Due process rights are protected by the 5th amendment

Presently we are attempting to force a final resolution in the district court the second lawsuit (based on the Bane Act statute).  We intend to appeal the decision. We have an excellent case.  The proof: the court wants us to proceed no further.  To accomplish this, the court has attempted to trick us into forfeiting our appeal rights.  Here’s how it works.

The second lawsuit has been “dismissed” three times.  After the first two times we appealed the decision.  I assure you, we did not file our appeal too early.  Nevertheless, appeals can be unjustly tricky things.  One has a limited amount of time to file an appeal.  Usually it is 30 days.  If you miss that window, your rights to appeal are lost.  We knew this and were on guard.  We studied the law and met the conditions for appeal.  The court, however, was using the system’s latitude for ambiguity to deceive us into missing that 30 day filing requirement.

In the first dismissal, the judge (Roger Benitez) filed a minute order for dismissal.  We learned that he was attempting to defeat due process.  Ordinarily courts are required to file a separate document with the clerk of the court establishing final judgment.  Courts recognize minute orders to be final judgment under certain circumstances too.  Primarily, the minute order needs to communicate that the judge has completed the case.  Our minute order said, in very cautionary and unambiguous language, that our case was closed (see here).
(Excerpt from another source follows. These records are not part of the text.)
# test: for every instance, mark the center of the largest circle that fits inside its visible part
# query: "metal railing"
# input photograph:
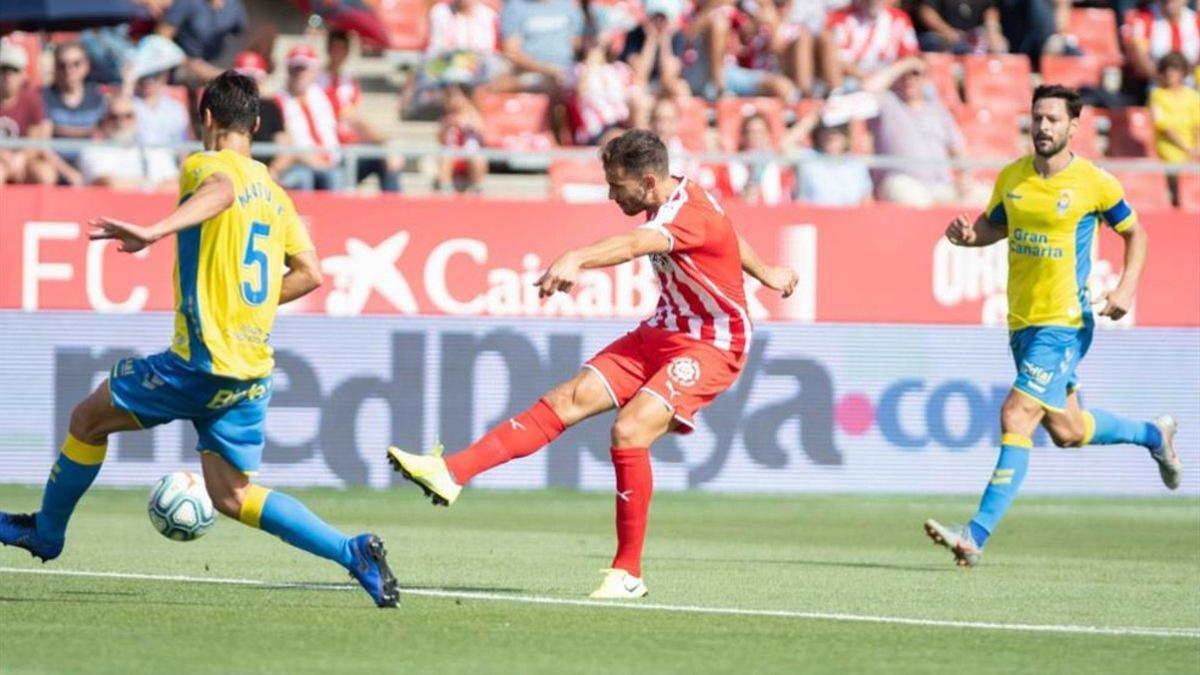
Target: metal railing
(353, 154)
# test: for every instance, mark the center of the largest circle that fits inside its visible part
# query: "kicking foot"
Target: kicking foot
(370, 568)
(429, 472)
(619, 585)
(1169, 465)
(958, 539)
(21, 530)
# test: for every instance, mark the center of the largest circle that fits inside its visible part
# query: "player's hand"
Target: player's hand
(562, 275)
(1116, 304)
(132, 237)
(961, 231)
(783, 279)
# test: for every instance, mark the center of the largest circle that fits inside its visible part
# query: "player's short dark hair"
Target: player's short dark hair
(636, 151)
(1069, 96)
(233, 100)
(1173, 60)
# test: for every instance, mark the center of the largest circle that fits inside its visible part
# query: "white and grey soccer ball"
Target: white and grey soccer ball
(180, 507)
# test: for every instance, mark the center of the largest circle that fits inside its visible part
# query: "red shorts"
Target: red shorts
(682, 371)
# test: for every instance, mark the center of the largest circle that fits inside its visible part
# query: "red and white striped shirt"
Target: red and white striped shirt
(461, 31)
(310, 120)
(701, 275)
(1159, 36)
(873, 42)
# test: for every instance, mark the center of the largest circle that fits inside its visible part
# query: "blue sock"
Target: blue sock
(1108, 429)
(72, 473)
(292, 521)
(1006, 481)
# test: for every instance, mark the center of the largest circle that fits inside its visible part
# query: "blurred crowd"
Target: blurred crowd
(825, 81)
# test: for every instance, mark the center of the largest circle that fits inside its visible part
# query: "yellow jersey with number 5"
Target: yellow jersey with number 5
(229, 268)
(1051, 226)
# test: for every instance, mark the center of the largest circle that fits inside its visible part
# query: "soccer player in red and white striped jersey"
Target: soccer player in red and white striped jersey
(660, 374)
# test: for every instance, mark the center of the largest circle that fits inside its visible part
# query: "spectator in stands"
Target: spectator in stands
(917, 127)
(22, 115)
(353, 127)
(654, 51)
(1165, 27)
(311, 125)
(463, 47)
(713, 71)
(762, 179)
(540, 39)
(1176, 111)
(867, 36)
(1037, 27)
(73, 105)
(129, 166)
(603, 91)
(827, 175)
(162, 119)
(960, 27)
(203, 28)
(461, 127)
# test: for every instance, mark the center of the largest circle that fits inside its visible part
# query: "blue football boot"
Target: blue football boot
(370, 568)
(21, 530)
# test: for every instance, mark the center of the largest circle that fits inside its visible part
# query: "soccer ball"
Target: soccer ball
(180, 507)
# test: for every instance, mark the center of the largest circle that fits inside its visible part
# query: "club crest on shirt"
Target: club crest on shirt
(1063, 202)
(684, 371)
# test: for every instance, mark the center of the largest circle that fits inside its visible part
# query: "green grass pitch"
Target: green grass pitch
(1128, 565)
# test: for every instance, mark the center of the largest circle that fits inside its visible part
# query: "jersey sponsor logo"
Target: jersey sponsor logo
(684, 371)
(226, 398)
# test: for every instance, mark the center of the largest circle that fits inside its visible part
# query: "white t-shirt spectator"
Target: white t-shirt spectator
(148, 165)
(461, 31)
(873, 42)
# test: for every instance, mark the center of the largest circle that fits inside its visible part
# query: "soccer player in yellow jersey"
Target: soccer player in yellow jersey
(235, 232)
(1049, 207)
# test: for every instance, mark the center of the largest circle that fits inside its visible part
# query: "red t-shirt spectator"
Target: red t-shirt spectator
(24, 112)
(873, 42)
(1159, 36)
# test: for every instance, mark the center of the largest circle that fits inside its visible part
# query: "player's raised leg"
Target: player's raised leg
(288, 519)
(93, 419)
(522, 435)
(641, 422)
(1077, 426)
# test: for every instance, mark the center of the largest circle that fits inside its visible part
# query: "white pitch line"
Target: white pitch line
(1116, 631)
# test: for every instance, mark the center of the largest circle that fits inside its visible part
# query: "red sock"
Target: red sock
(520, 436)
(635, 485)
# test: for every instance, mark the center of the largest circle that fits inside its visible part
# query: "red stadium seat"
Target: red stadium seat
(1189, 192)
(1074, 71)
(516, 121)
(730, 113)
(999, 83)
(1145, 191)
(1132, 133)
(1087, 139)
(942, 73)
(577, 181)
(694, 124)
(1097, 33)
(990, 133)
(407, 22)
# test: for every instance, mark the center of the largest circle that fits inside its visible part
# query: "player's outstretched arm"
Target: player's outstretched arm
(963, 232)
(303, 276)
(214, 196)
(564, 273)
(1119, 300)
(781, 279)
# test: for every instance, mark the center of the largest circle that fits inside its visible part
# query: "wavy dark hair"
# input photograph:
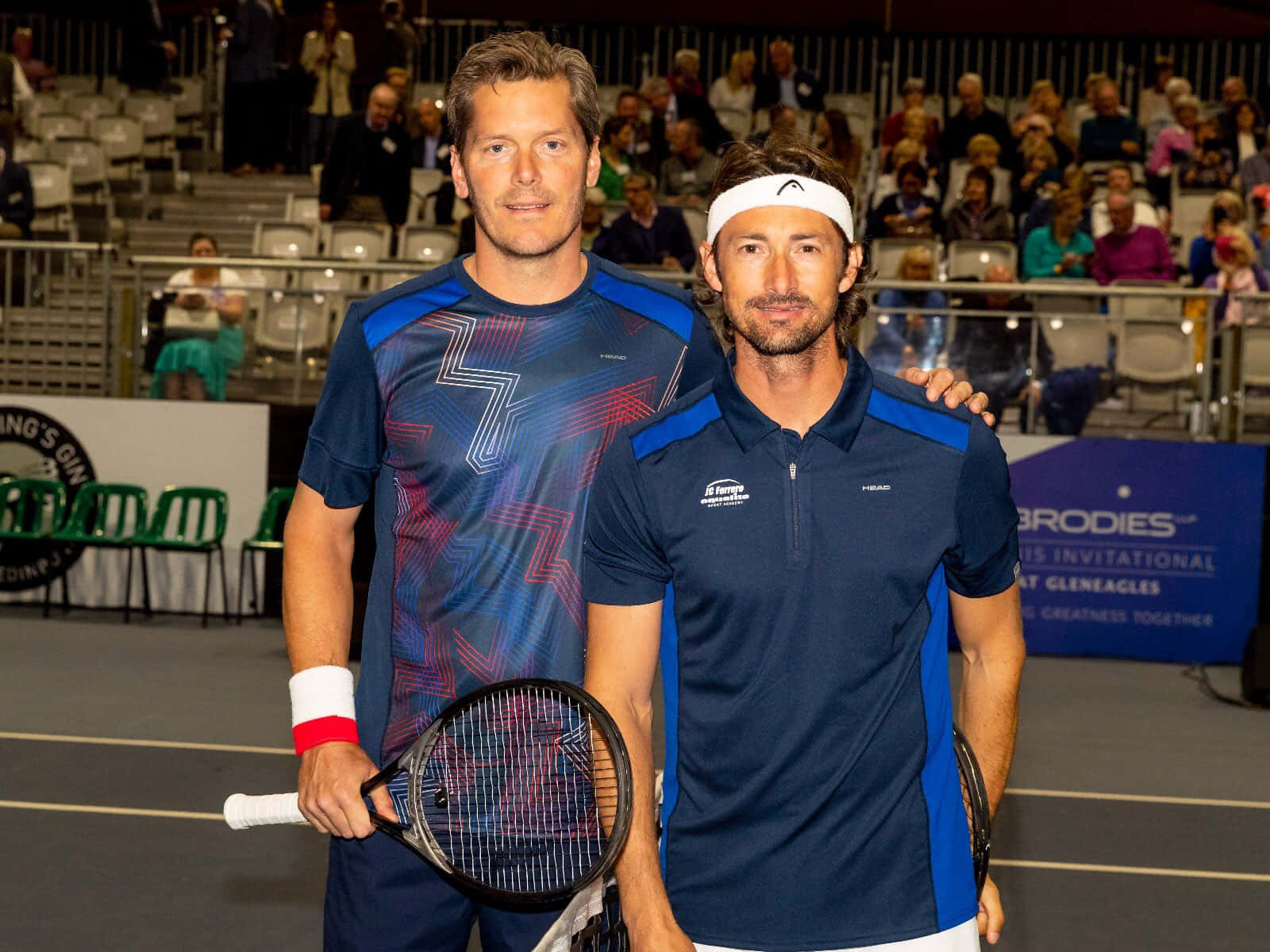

Also, all the parties and claims in our complaint had been resolved.  This is another requirement for using minute orders to indicated final judgment.

We filed our appeal.  A few days later the United States filed a motion to declare that the United States had not been dismissed.  It is important here to know that grounds for dismissing some of the federal employees were that the United States had been substituted in for those employees.  However, the status of the United States was irrelevant for the lawsuit’s final judgment since the United States had not been served.  Furthermore, the United States could not yet be sued because we had not yet filed an administrative complaint against it (as required by statute).  The United States therefore had sovereign immunity.  Sovereign immunity prevented the court from obtaining jurisdiction over the United States.  That is, the court had no authority over the United States.  But, the appeals court, in conflict with its own precedent, ruled that the case was not yet over.  Nevertheless, we undermined the first attempt at defeating due process.

A hearing was then held on a motion to dismiss the United States from the lawsuit.  For dismissal, the district filed another minute order. A second attempt at defeating our due process.  This time, the court was not as overt (declaring case closed) in the minute order’s text.  Instead, at the top of the order, it just said appeal.  Well, we did.  Again, the appeal court said we jumped the gun.  Right!  Finally, a couple of weeks ago, and just after we served the United States on the constitutional case, the district court dismissed the lawsuit declaring that they do not have jurisdiction over the United States.

We just filed a document with the court requesting that court enter final judgment as they are required to do by law (here’s the law).  No notice yet.

And so it goes.  Each day we anticipate some new justice denying stunt.  Each day, because federal employees have immunity and our RICO case is excellent, we often get one.

We anticipate more stunts designed to defeat due process as we proceed.